Article

Response to a Mobile Health Decision-Support System for Screening and Management of Tobacco Use

Kenrick Cato

Sookyung Hyun

Suzanne Bakken

nursing informatics, quantitative nursing research, care of the medically underserved, prevention and detection, ambulatory care/office nursing
ONF 2014, 41(2), 145-152. DOI: 10.1188/14.ONF.145-152

Purpose/Objectives: To describe the predictors of nurse actions in response to a mobile health decision-support system (mHealth DSS) for guideline-based screening and management of tobacco use.

Design: Observational design focused on an experimental arm of a randomized, controlled trial.

Setting: Acute and ambulatory care settings in the New York City metropolitan area.

Sample: 14,115 patient encounters in which 185 RNs enrolled in advanced practice nurse (APN) training were prompted by an mHealth DSS to screen for tobacco use and select guideline-based treatment recommendations.

Methods: Data were entered and stored during nurse documentation in the mHealth DSS and subsequently stored in the study database where they were retrieved for analysis using descriptive statistics and logistic regressions.

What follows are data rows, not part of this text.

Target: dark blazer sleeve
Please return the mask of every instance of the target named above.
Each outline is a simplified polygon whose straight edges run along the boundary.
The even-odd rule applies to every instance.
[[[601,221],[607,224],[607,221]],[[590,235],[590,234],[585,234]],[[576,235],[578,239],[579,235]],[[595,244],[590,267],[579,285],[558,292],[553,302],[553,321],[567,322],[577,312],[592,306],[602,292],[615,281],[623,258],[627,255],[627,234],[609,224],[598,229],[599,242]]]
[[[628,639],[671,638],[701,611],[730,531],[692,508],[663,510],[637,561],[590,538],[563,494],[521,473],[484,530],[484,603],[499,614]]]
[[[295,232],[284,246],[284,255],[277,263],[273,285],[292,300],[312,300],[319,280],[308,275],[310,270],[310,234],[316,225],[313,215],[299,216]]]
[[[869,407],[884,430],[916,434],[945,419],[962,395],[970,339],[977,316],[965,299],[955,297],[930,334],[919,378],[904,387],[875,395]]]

Main Research Variables: Predictor variables included patient gender, patient race or ethnicity, patient payer source, APN specialty, and predominant payer source in clinical site. Dependent variables included the number of patient encounters in which the nurse screened for tobacco use, provided smoking cessation teaching and counseling, or referred patients for smoking cessation for patients who indicated a willingness to quit.

Findings: Screening was more likely to occur in encounters where patients were female, African American, and received care from a nurse in the adult nurse practitioner specialty or in a clinical site in which the predominant payer source was Medicare, Medicaid, or State Children's Health Insurance Program. In encounters where the patient payer source was other, nurses were less likely to provide tobacco cessation teaching and counseling.

Conclusions: mHealth DSS has the potential to affect nurse provision of guideline-based care. However, patient, nurse, and setting factors influence nurse actions in response to an mHealth DSS for tobacco cessation.

Implications for Nursing: The combination of a reminder to screen and integration of guideline-based recommendations into the mHealth DSS may reduce racial or ethnic disparities to screening, as well as clinician barriers related to time, training, and familiarity with resources.